O que une tudo é a ideia central de que o futuro do amor é pura especulação, assim como o passado que contamos para nós mesmos também é.O filme abre com uma sequência longa e quase sufocante de beijos em primeiro plano, de todas as combinações possíveis. Heteros, gays, lésbicas. Há algo de democrático e ao mesmo tempo perturbador nessa igualdade de desejo filmada tão de perto. Andrizzi não romantiza: ele registra o beijo como ato físico, com saliva, respiração, pequenos desconfortos e prazeres. É nessa materialidade que o queer aparece, não como bandeira, mas como forma de olhar o desejo sem hierarquias morais.

Entre os segmentos, há a história entre dois homens. Não é o núcleo do filme, mas é impossível ignorá-la. Dois corpos masculinos que se lembram, se tocam, se afastam e se reencontram na memória. Há uma ternura áspera, quase documental, na forma como Andrizzi filma essa relação. Não há drama nem vitimização. Apenas a constatação de que o desejo gay também carrega a mesma mistura de nostalgia, invenção e fracasso que marca qualquer outro amor.

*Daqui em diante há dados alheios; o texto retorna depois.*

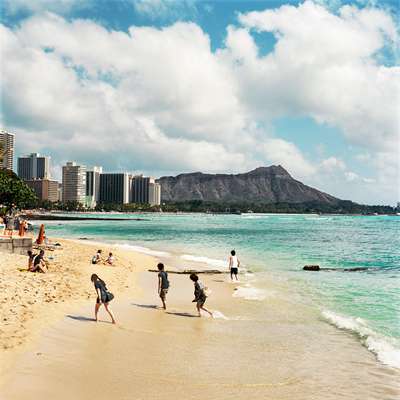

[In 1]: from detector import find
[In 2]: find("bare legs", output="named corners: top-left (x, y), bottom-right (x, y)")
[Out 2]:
top-left (160, 289), bottom-right (167, 310)
top-left (196, 303), bottom-right (213, 317)
top-left (94, 303), bottom-right (101, 322)
top-left (94, 303), bottom-right (116, 324)
top-left (104, 303), bottom-right (115, 324)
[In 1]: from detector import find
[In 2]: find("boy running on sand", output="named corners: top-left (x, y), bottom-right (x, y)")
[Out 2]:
top-left (157, 263), bottom-right (169, 310)
top-left (190, 274), bottom-right (213, 317)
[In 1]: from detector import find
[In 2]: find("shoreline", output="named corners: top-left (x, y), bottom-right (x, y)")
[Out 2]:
top-left (3, 231), bottom-right (400, 370)
top-left (1, 239), bottom-right (400, 400)
top-left (0, 238), bottom-right (155, 375)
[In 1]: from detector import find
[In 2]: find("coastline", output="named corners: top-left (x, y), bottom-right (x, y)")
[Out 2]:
top-left (0, 238), bottom-right (154, 376)
top-left (1, 239), bottom-right (399, 400)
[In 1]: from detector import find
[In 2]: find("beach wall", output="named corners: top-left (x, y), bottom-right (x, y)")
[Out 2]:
top-left (0, 238), bottom-right (32, 255)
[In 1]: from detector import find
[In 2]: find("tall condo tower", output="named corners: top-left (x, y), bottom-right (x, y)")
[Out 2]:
top-left (62, 162), bottom-right (86, 204)
top-left (0, 130), bottom-right (15, 170)
top-left (86, 167), bottom-right (103, 208)
top-left (17, 153), bottom-right (50, 180)
top-left (99, 173), bottom-right (129, 204)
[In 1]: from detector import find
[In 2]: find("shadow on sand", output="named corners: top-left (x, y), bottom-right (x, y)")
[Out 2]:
top-left (132, 303), bottom-right (161, 310)
top-left (165, 311), bottom-right (199, 318)
top-left (66, 314), bottom-right (95, 322)
top-left (66, 314), bottom-right (111, 324)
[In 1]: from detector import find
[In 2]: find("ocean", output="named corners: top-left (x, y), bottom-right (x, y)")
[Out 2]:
top-left (41, 214), bottom-right (400, 368)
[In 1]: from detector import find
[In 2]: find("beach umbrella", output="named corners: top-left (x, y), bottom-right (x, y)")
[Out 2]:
top-left (36, 224), bottom-right (44, 244)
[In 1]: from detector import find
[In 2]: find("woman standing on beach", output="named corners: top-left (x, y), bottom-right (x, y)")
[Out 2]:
top-left (90, 274), bottom-right (115, 324)
top-left (190, 274), bottom-right (213, 317)
top-left (229, 250), bottom-right (240, 280)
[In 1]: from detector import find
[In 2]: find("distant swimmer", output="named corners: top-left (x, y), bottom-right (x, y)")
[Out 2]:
top-left (106, 252), bottom-right (114, 265)
top-left (92, 250), bottom-right (103, 264)
top-left (157, 263), bottom-right (169, 310)
top-left (90, 274), bottom-right (115, 324)
top-left (229, 250), bottom-right (240, 280)
top-left (190, 274), bottom-right (213, 317)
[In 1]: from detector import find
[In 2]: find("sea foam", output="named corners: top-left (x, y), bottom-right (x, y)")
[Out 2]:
top-left (181, 254), bottom-right (228, 268)
top-left (322, 310), bottom-right (400, 368)
top-left (232, 284), bottom-right (268, 301)
top-left (117, 243), bottom-right (171, 257)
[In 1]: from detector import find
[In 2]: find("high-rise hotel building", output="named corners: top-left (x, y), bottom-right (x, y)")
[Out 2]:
top-left (0, 130), bottom-right (15, 170)
top-left (99, 173), bottom-right (130, 204)
top-left (86, 167), bottom-right (103, 208)
top-left (17, 153), bottom-right (50, 180)
top-left (131, 175), bottom-right (161, 206)
top-left (62, 162), bottom-right (86, 204)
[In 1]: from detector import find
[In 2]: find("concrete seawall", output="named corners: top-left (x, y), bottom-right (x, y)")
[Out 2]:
top-left (0, 237), bottom-right (32, 255)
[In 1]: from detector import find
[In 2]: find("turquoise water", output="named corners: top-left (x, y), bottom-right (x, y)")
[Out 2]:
top-left (41, 214), bottom-right (400, 365)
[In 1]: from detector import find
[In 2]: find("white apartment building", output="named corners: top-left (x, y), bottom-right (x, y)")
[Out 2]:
top-left (17, 153), bottom-right (50, 180)
top-left (62, 162), bottom-right (86, 204)
top-left (149, 178), bottom-right (161, 206)
top-left (85, 167), bottom-right (103, 208)
top-left (0, 130), bottom-right (15, 171)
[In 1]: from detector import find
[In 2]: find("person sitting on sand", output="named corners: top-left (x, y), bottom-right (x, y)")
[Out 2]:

O que torna “En el futuro” especial sob uma perspectiva queer é como ele dissolve a fronteira entre hetero e homo ao tratar o amor como experiência universalmente frágil. As histórias se entrelaçam não pela orientação sexual dos personagens, mas pela forma como todos mentimos, ou romantizamos, nossas próprias narrativas afetivas. A memória, para Andrizzi, é sempre uma ficção erótica.

Rodado num preto e branco quase experimental, o filme pode frustrar quem busca uma trama convencional. No entanto, é exatamente essa fragmentação que espelha a natureza descontínua do desejo: momentos intensos, silêncios, arrependimentos, fantasias que nunca se realizaram. A fotografia simples e a direção de atores naturalista reforçam essa sensação de que estamos espiando vidas reais, não atuadas.

Vencedor do Queer Lion em Veneza 2010, “En el futuro” merece ser encontrado. Não por ser “um filme gay”, mas por tratar o desejo,  em todas as suas formas, com uma honestidade linda. Num mundo que insiste em rotular e espetacularizar, Andrizzi nos lembra que o futuro do amor sempre será incerto, inventado e, por isso mesmo, profundamente humano.